Thanks for the pointer, it was not obvious to me earlier. This should work in my scenario. Should the documents state that setting this to zero has the same effect of disabling the publishers and subscribers?
 

> In multi-region or high-availability setups, a promoted standby often
> requires a controlled switchover before it should start applying
> logical replication changes from upstream. Without such control, a
> promoted standby may immediately attempt to connect to the publisher as
> a logical subscriber, which can cause it to unexpectedly take over
> replication slots, start pulling changes before the setup is ready, or
> even conflict with the original primary that is still using those
> slots.
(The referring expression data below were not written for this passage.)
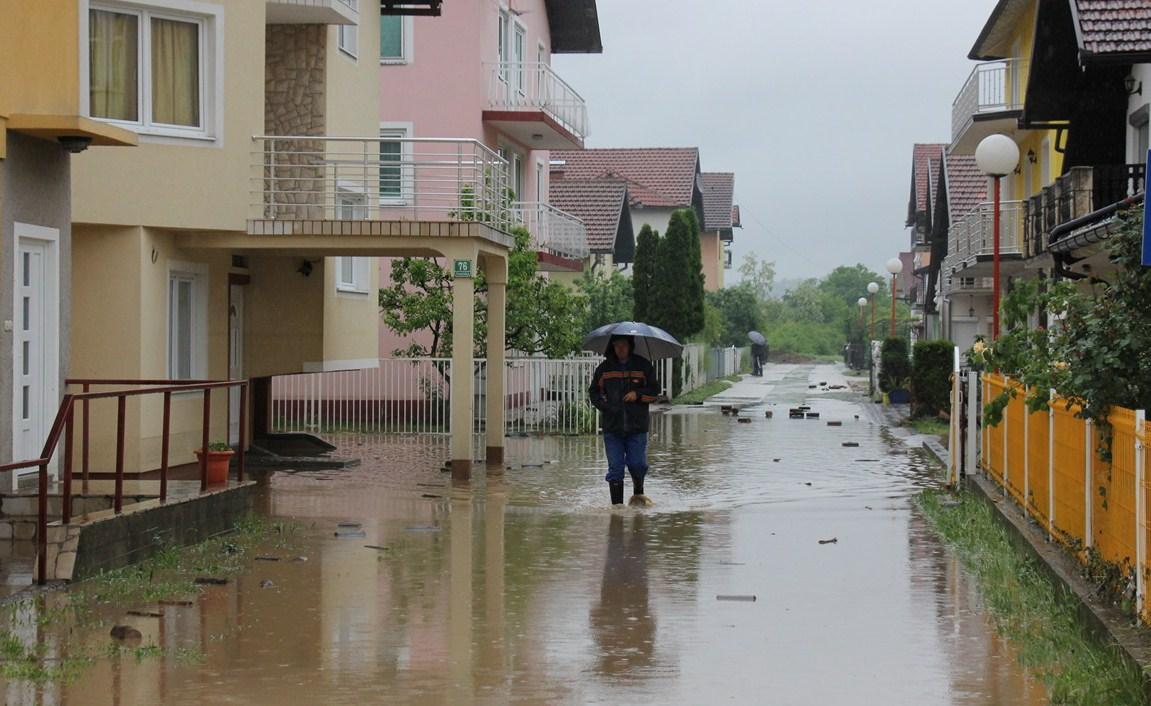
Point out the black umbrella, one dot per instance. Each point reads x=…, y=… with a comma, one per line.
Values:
x=650, y=341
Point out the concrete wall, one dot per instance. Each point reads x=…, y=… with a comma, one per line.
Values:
x=33, y=189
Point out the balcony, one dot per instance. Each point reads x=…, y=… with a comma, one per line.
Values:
x=990, y=101
x=1076, y=194
x=970, y=240
x=311, y=12
x=372, y=186
x=559, y=237
x=535, y=107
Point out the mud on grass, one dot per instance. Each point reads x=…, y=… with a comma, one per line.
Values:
x=74, y=624
x=1038, y=617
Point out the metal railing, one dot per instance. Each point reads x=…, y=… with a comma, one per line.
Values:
x=535, y=86
x=1076, y=194
x=995, y=86
x=63, y=425
x=413, y=395
x=380, y=179
x=973, y=235
x=553, y=230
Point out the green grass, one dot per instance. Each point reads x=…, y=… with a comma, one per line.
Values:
x=698, y=395
x=1039, y=619
x=929, y=426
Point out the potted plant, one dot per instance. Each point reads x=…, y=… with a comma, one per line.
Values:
x=219, y=458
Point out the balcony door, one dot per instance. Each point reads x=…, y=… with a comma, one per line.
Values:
x=36, y=341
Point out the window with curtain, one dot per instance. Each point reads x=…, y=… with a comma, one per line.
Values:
x=146, y=69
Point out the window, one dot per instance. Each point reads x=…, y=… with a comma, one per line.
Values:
x=351, y=274
x=347, y=38
x=395, y=164
x=395, y=39
x=147, y=68
x=187, y=321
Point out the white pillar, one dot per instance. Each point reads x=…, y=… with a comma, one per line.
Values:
x=463, y=380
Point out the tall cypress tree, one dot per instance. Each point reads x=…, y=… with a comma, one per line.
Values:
x=643, y=274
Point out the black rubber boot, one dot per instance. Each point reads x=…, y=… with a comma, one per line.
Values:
x=617, y=491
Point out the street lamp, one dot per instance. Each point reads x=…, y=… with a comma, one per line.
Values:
x=996, y=157
x=894, y=266
x=871, y=288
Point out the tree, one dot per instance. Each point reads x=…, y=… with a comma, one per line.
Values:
x=643, y=272
x=676, y=306
x=607, y=298
x=541, y=316
x=759, y=274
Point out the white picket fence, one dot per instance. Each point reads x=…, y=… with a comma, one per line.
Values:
x=414, y=394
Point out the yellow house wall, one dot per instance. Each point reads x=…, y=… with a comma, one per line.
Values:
x=284, y=316
x=39, y=57
x=187, y=183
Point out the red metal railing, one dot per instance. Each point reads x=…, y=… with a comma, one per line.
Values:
x=63, y=426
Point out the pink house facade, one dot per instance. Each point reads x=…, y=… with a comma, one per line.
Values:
x=481, y=71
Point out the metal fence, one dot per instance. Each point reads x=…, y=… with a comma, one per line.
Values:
x=1047, y=463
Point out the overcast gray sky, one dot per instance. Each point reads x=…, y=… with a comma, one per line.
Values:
x=814, y=105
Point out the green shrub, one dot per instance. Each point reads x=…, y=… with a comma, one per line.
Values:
x=931, y=366
x=896, y=367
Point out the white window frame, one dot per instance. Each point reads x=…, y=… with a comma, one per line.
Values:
x=210, y=20
x=408, y=44
x=198, y=346
x=348, y=35
x=359, y=280
x=399, y=131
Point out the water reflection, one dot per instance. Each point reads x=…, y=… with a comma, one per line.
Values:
x=623, y=622
x=521, y=586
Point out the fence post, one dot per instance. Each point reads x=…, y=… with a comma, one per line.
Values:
x=1141, y=537
x=1051, y=465
x=973, y=422
x=1088, y=481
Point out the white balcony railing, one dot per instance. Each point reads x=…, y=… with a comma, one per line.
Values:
x=553, y=230
x=379, y=179
x=535, y=86
x=992, y=88
x=973, y=235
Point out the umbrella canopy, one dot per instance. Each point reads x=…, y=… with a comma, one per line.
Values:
x=650, y=341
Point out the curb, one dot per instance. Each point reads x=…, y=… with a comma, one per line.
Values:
x=1105, y=622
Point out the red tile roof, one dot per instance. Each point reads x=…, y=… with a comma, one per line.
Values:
x=718, y=191
x=922, y=157
x=599, y=203
x=1113, y=27
x=657, y=176
x=967, y=187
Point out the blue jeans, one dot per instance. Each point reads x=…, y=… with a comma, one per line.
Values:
x=625, y=449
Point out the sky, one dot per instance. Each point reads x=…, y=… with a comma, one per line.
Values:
x=814, y=105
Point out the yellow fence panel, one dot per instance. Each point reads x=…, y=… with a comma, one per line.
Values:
x=1037, y=471
x=1071, y=478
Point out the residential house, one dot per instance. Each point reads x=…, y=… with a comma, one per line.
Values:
x=239, y=238
x=601, y=204
x=660, y=180
x=721, y=217
x=45, y=133
x=925, y=162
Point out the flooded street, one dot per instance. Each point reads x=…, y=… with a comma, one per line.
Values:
x=526, y=587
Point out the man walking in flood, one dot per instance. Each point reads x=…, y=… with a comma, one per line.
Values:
x=622, y=388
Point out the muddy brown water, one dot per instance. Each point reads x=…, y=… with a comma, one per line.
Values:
x=525, y=587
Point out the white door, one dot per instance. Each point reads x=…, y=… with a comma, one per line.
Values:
x=235, y=357
x=36, y=358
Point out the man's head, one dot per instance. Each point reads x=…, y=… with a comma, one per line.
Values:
x=623, y=347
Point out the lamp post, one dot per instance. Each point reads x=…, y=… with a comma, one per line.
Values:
x=894, y=266
x=871, y=289
x=996, y=156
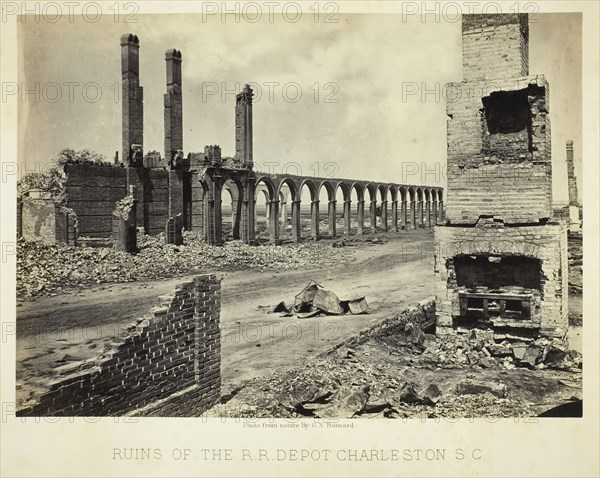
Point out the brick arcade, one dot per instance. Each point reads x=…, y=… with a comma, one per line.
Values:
x=501, y=259
x=185, y=190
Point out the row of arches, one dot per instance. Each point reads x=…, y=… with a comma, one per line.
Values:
x=296, y=208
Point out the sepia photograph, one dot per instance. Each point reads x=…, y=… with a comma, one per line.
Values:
x=267, y=215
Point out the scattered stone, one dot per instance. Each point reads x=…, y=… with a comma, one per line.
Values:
x=555, y=356
x=532, y=356
x=471, y=387
x=519, y=351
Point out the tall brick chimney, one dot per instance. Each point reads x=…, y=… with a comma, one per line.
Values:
x=133, y=105
x=173, y=106
x=243, y=126
x=573, y=196
x=500, y=261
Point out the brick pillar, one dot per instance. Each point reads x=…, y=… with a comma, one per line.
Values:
x=348, y=216
x=214, y=229
x=132, y=97
x=361, y=218
x=243, y=126
x=296, y=234
x=207, y=338
x=373, y=213
x=314, y=219
x=384, y=215
x=572, y=180
x=403, y=215
x=331, y=217
x=137, y=177
x=175, y=193
x=173, y=103
x=248, y=214
x=274, y=221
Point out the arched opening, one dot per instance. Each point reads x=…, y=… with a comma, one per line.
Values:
x=419, y=199
x=343, y=213
x=231, y=210
x=372, y=208
x=426, y=208
x=393, y=208
x=327, y=209
x=288, y=211
x=309, y=210
x=412, y=208
x=434, y=207
x=403, y=208
x=383, y=212
x=263, y=210
x=357, y=209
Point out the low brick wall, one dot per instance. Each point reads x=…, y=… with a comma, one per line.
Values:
x=421, y=316
x=168, y=364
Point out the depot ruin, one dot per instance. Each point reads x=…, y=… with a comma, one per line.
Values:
x=174, y=191
x=501, y=257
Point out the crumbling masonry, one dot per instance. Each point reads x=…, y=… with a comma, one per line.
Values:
x=185, y=191
x=501, y=262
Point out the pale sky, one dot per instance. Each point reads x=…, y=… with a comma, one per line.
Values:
x=365, y=62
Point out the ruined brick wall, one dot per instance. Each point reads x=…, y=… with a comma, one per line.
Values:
x=173, y=353
x=39, y=220
x=173, y=102
x=92, y=191
x=505, y=174
x=132, y=95
x=494, y=45
x=156, y=193
x=546, y=243
x=243, y=127
x=499, y=149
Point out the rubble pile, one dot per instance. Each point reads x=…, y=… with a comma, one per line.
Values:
x=347, y=387
x=48, y=269
x=458, y=351
x=314, y=301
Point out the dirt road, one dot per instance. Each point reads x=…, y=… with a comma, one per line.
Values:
x=72, y=326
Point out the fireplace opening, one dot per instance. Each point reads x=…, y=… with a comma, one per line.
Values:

Disabling the subscription on the primary before promoting a
> standby is not possible in all cases, for example during PITR or data
> center outages.
> Providing a way to keep logical subscriptions globally disabled—via a
> GUC setting—prior to promotion ensures that no changes are accidentally
> pulled or applied before the system is fully prepared. This avoids race
> conditions and the risk of data divergence.
>

Why do you need another GUC? The max_logical_replication_workers parameter is
useful for this exact scenario. For example, pg_createsubscriber uses it to not
start logical replication while converting a physical replica into a logical
one.

As mentioned earlier, I don't have any scenario why a separate GUC needed based on the above explanation.
 

> I would like to propose adding a GUC with the following behavior:
>  1. Default value for the GUC is ON, same behavior as now without the
> GUC
>  2. When off, no new apply workers start and existing ones exit
> gracefully similar to when subscription disabled
>  3. When turned on again, behavior will be the same as the current
> behavior
>  4. This GUC shouldn't require a restart
>

That's the only point not covered by the current behavior. You don't explain
why it is a requirement.

 Maybe not restarting the instance is the only use case but I can live with it.